Advertisement

Rediscovering Alts: A private Cataclysm

I've been playing an enhancement/resto shaman since The Burning Crusade. I like my two shaman because they're not warriors; they have a different playstyle and instead of tank/DPS hybrids, they're healer/DPS hybrids. (Admittedly, they once kind of tanked, if you squinted.) Even to this day, I read Josh and Sarah and Joe every week.

Once Cataclysm came along, I was forced to put my shaman on the back burner for a while. Raid needed tank. Me tank. Me tank hard. (Okay, so I neither write or speak like that.) I also got to enjoying messing around with the various warrior DPS specs. But with the passing of time, as my warriors got geared enough to perform the roles expected of them, I got to missing my shaman.

My orc, I may never level again (at least not until I finally break down and buy a race change to tauren -- you can thank Garrosh "Where did my neck go?" Hellscream), but my draenei, I still enjoy a great deal. I know a lot of Alliance shaman players went dwarf, but I'm fond of my big blue. So I went back and started leveling him and quickly discovered a few things.

  1. I had absolutely no idea what I was doing. A lot of the essentials of the class are still there, but a lot really has changed. Fire Nova works entirely differently now. Stat weights are entirely different. We have whole new abilities, and our older abilities were either redesigned, moved around, or in some cases removed entirely.

  2. Sentry Totem is gone. I won't lie: I cried.

  3. We have two forms of CC now! Two! Holy crap, I remember when Hex was barely even viable. Now, it's pretty solid.

  4. Mages have stolen Heroism. This also made me cry.



In his recent watercooler chat about talent tree design, Ghostcrawler (lead systems designer) talked about pros and cons of the talent pruning. I didn't really get to experience some of those positives on the shaman. I didn't, for instance, get to feel like an enhancement shaman at level 10 because I was level 80 when I picked up the shaman again. May have to roll another one to get the leveling experience. But what I did notice almost immediately is that a lot of talents I was used to holding my nose and picking were gone -- and strangely enough, I actually missed them. Not because they were good, but because they were familiar.

I also found myself realizing that I had to relearn not only how to spec and how to fit in new talents and abilities like Spiritwalker's Grace (which is really nice when I have to run away from a boss but want to throw a heal out anyway). I also had to figure out how to heal again. I haven't healed seriously since early Wrath. Suddenly, there's Healing Rain and Healing Surge to wrap my head around. Enhancement is fairly changed from Wrath with new priorities (keeping the Unleash Elements buffs active at the right time so I can use an unleash boosted Flame Shock, for instance), but healing is entirely new.
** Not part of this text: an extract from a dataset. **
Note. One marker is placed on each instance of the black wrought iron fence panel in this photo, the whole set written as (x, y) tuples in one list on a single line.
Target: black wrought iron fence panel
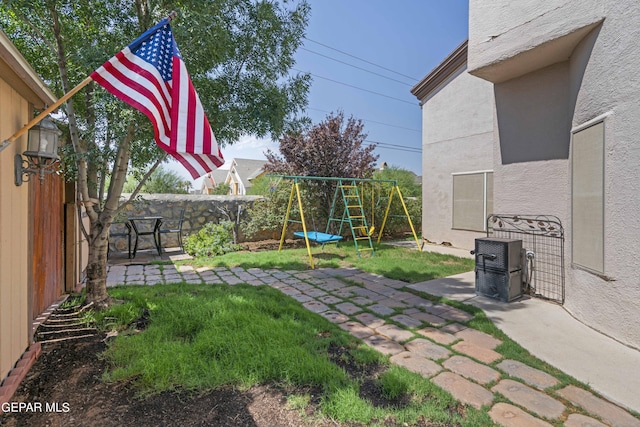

It almost feels like a completely alien game, and one I admit I am not even close to expert at yet.


It has actually been somewhat exhilarating to play him. With the warriors, I did a lot of PTR play and jumped straight into leveling and performing my roles as quickly as possible. I researched and understood the talent changes before they even went live. But coming to grips with how mastery works for enhancement and restoration, learning my DPS priorities, and figuring out what my healing spells even are has helped bring back a sense of discovery. I went into level 80 not knowing how to play this class and have had to learn slowly as he leveled up.

Now at level 85, I'd say I'm about 90% there in my enhancement spec and less than 60% as resto. I enjoy resto more than enhance for this very reason. I may even spec elemental and experience complete ignorance. At least I'll be learning something.